Keywords: association; genes; meta-analysis; odds ratio; polymorphism, genetic
Abbreviations: IQR, interquartile range


INTRODUCTION

Human genome epidemiology is rapidly changing from the investigation of single genes and gene variants to the adoption of discovery-oriented approaches that encompass searching across millions of genetic variants (1, 2). Moreover, the challenge of accumulating evidence and modeling gene-gene interactions and gene-environment interactions is becoming more tangible as more rich databases are accumulated based on collaborative case-control studies and large cohort studies and biobanks. Theoretical debates have been ongoing for some time on the exact contribution of single variants and the magnitude of expected genetic effects (3). The accumulated evidence from candidate gene-disease association studies to date can give us some useful evidence to also guide future efforts. In this paper, we briefly review the implications of small effect sizes of individual genetic variants on the design and interpretation of genetic studies of complex diseases.


HOW LARGE ARE EFFECT SIZES OF INDIVIDUAL GENETIC VARIANTS FOR COMPLEX DISEASES?

We scrutinized an updated, comprehensive database of 122 meta-analyses of non–human lymphocyte antigen gene-disease association studies of unrelated subjects on distinct, nonoverlapping associations with binary outcomes, where data were available on each included study to create the pertinent 2-by-2 table (4). The a priori rules for selection of meta-analyses, studies, and genetic contrasts have been described previously (4–6). In brief, whenever information was available to create both 2-by-2 and 2-by-3 tables, we selected the former. Among the possible genetic contrasts that could result in 2-by-2 tables, we chose the one proposed by the first study on the postulated association; when it was unclear, we chose the one proposed by the meta-analysis. When this was also unclear, the order of preference was recessive model, dominant model, allele-based model. Availability of information on 2-by-2 tables ensured that all data were reanalyzed consistently across studies in a meta-analysis and that the frequency of the genetic variant of interest was precisely recorded for both the cases and controls and could be used for analysis.

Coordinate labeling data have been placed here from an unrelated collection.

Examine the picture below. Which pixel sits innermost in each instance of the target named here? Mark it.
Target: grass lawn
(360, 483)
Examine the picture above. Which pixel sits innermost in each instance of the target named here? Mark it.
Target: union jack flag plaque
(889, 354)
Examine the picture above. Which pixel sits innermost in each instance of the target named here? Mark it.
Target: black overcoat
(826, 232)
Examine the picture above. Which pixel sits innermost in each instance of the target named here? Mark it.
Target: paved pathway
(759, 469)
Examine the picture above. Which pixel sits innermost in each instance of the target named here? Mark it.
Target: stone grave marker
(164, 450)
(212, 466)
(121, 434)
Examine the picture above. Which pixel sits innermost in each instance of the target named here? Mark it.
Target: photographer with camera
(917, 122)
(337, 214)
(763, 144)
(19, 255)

Fifty meta-analyses concluded with a statistically significant association (p < 0.05) even when between-study heterogeneity was accounted for by random-effects calculations (DerSimonian and Laird model (7)). These 50 associations included a total of 752 studies. The published systematic reviews from which these 50 meta-analyses were derived examined only the specific gene variant in 39 meta-analyses, several variants of the same gene in seven meta-analyses, and variants from several genes perceived to be in the same pathway in another four meta-analyses. All studies on the 50 associations could be considered a typical comparison of cases and controls (case-control studies, cross-sectional studies, cases vs. population controls, prevalence data from cohort designs); only two meta-analyses also clearly included studies with a prospective cohort design and incident events.

Common phenotypes included cardiovascular disease outcomes (n = 10), various cancers (n = 7), schizophrenia (n = 7), dementia (n = 4), diabetes and its complications (n = 3), and cerebrovascular outcomes (n = 3). The five most common genes implicated in the associations are shown in Table 1. It is interesting that four of these five genes are also included on the list of the five genes for which the highest number of papers appear in the published literature according to the Human Genome Epidemiology (HuGE) Published Literature database as of September 6, 2005 (http://www.cdc.gov/genomics/search/aboutHPLD.htm). Postulated gene-disease associations are primarily described for the most sought-after candidate genes. Does this reflect that these genes are indeed important for many different outcomes? Does it mean that once an association has been proposed for a specific disease, bias is created and many other spurious associations of the same variant are then also reported for other diseases, or is it a manifestation of searching "under the lamp-post" until now? Probably what we see is a combination of all three factors.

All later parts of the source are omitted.